Bush briefly took charge of one of the canal's locks and pronounced it a "marvel." The United States opened the canal in 1914 and turned it over to Panama in 1999.

"Those who are responsible for the Panama Canal have done an excellent job, and this is beneficial to the world," Bush said after meeting with Panama President Martin Torrijos.

Michael Shifter, a Latin American expert at the Inter-American Dialogue research group in Washington, said Bush's stop in Panama was in part an attempt to show America's willingness to erase its image as a heavy-handed neighbor in the hemisphere.

"I think he's saying that the U.S. doesn't have to control everything — that the U.S. is able to sort of yield, and when it does, things can go well," Shifter said.

Bush, speaking in a government guest house near a presidential palace that overlooks Panama Bay, also said Panama and the U.S. were close to signing a free trade pact. But he acknowledged that the deal would likely run into resistance in Congress.

"The Democratic Party had free-trade members who are willing to make the right decisions based not on politics, but based on what's best for the interest of the country," Bush said. "That spirit has dissipated in recent votes and Panama can help reinvigorate the spirit.'

He glossed over an ongoing dispute about having a free-trade zone spanning the Western Hemisphere. At a summit in Argentina over the weekend, 34 nations failed to agree to restart talks on the U.S.-backed Free Trade Area of the Americas. Bush stressed that 29 nations said "loud and clear" that it's important to advance a trade agenda.

Torrijos brought up one tricky subject — Panama's contention that the U.S. government, which built military bases in the Canal Zone to serve regional strategic military purposes, left behind unexploded ordnance.

"There will not always be agreement, such as in the unexploded ordnance issue," Torrijos said. "But there will always be a frankness, sincerity between us so that we can discuss as friends on the various viewpoints of our countries."

Bush's visit to Panama was in stark contrast to his father's visit here in 1992.

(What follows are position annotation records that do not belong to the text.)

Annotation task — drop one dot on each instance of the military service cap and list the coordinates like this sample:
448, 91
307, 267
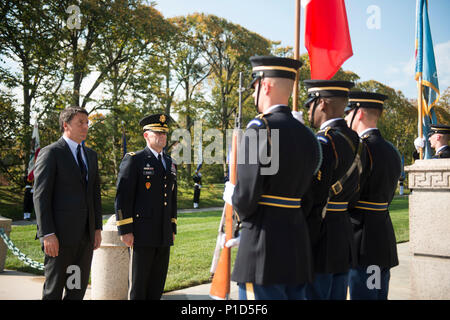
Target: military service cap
273, 67
155, 122
439, 128
326, 89
360, 99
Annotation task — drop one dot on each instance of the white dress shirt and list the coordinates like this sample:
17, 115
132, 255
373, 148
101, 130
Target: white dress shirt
156, 156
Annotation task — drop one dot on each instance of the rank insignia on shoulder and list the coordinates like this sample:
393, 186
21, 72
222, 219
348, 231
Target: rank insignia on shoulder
322, 139
255, 122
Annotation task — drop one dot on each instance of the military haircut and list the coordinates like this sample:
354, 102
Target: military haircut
67, 115
336, 105
372, 113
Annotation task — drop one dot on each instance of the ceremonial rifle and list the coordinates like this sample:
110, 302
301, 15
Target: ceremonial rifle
220, 286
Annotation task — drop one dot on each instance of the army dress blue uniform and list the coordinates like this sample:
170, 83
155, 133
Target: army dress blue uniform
274, 259
373, 230
326, 202
275, 249
146, 205
444, 151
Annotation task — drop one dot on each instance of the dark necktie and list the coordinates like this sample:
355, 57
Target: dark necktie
160, 161
81, 164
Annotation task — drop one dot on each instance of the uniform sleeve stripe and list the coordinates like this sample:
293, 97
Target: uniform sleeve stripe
322, 139
124, 221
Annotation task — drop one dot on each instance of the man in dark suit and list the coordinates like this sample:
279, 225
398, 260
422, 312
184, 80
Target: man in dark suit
68, 207
274, 259
327, 200
373, 230
146, 210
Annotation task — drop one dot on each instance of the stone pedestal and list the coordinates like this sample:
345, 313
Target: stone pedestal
109, 275
429, 228
5, 224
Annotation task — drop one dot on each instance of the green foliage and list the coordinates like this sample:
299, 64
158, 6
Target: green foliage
124, 61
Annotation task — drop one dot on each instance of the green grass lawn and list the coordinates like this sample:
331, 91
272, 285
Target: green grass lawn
11, 201
190, 259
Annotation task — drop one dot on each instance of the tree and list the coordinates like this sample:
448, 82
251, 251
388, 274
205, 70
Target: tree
398, 115
227, 48
28, 41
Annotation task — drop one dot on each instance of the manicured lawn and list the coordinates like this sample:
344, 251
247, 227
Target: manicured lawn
190, 259
11, 201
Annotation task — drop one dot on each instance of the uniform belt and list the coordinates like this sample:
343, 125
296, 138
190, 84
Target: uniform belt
337, 206
282, 202
372, 206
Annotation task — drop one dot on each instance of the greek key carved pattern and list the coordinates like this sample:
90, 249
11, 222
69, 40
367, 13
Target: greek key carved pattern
429, 180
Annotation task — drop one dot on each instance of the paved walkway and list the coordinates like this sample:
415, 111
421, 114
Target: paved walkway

Former President George H.W. Bush was forced to flee to safety from tear gas fired at protesters at a rally in downtown Panama City where he was preparing to deliver a speech praising the revival of democracy in Panama. When a dark cloud of tear gas blew in, Secret Service agents led him away.

The incident followed a night of anti-American protests over the death and destruction that occurred during the December 1989 U.S. invasion to oust military strongman Manuel Noriega.

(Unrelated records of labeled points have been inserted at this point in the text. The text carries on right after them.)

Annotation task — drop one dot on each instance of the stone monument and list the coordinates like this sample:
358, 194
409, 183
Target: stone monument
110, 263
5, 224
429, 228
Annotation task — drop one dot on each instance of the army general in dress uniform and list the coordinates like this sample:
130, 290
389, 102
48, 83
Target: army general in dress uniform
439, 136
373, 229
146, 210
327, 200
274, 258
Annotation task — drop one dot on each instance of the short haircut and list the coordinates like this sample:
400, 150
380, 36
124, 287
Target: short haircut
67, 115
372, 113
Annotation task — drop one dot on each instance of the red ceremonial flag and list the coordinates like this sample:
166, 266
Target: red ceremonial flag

Besides touring the canal, Bush tossed a baseball with Panamanian baseball players and visited the Corozal American Cemetery to honor nearly 5,200 canal workers and U.S. service members buried there. He also he set up a fishing date with Torrijos.

At the canal, the president rolled up his sleeves to operate the Miraflores Locks. He turned a lever, sending an electronic signal to a motor that opens a value to let water flow into the lock.

It took about eight minutes for the chamber to fill and allow a ship from Malta to ascend to the next level of the canal. The ship, which paid $40,000 to pass through, was carrying 13,700 tons of wood and wood products from Chile to Mexico.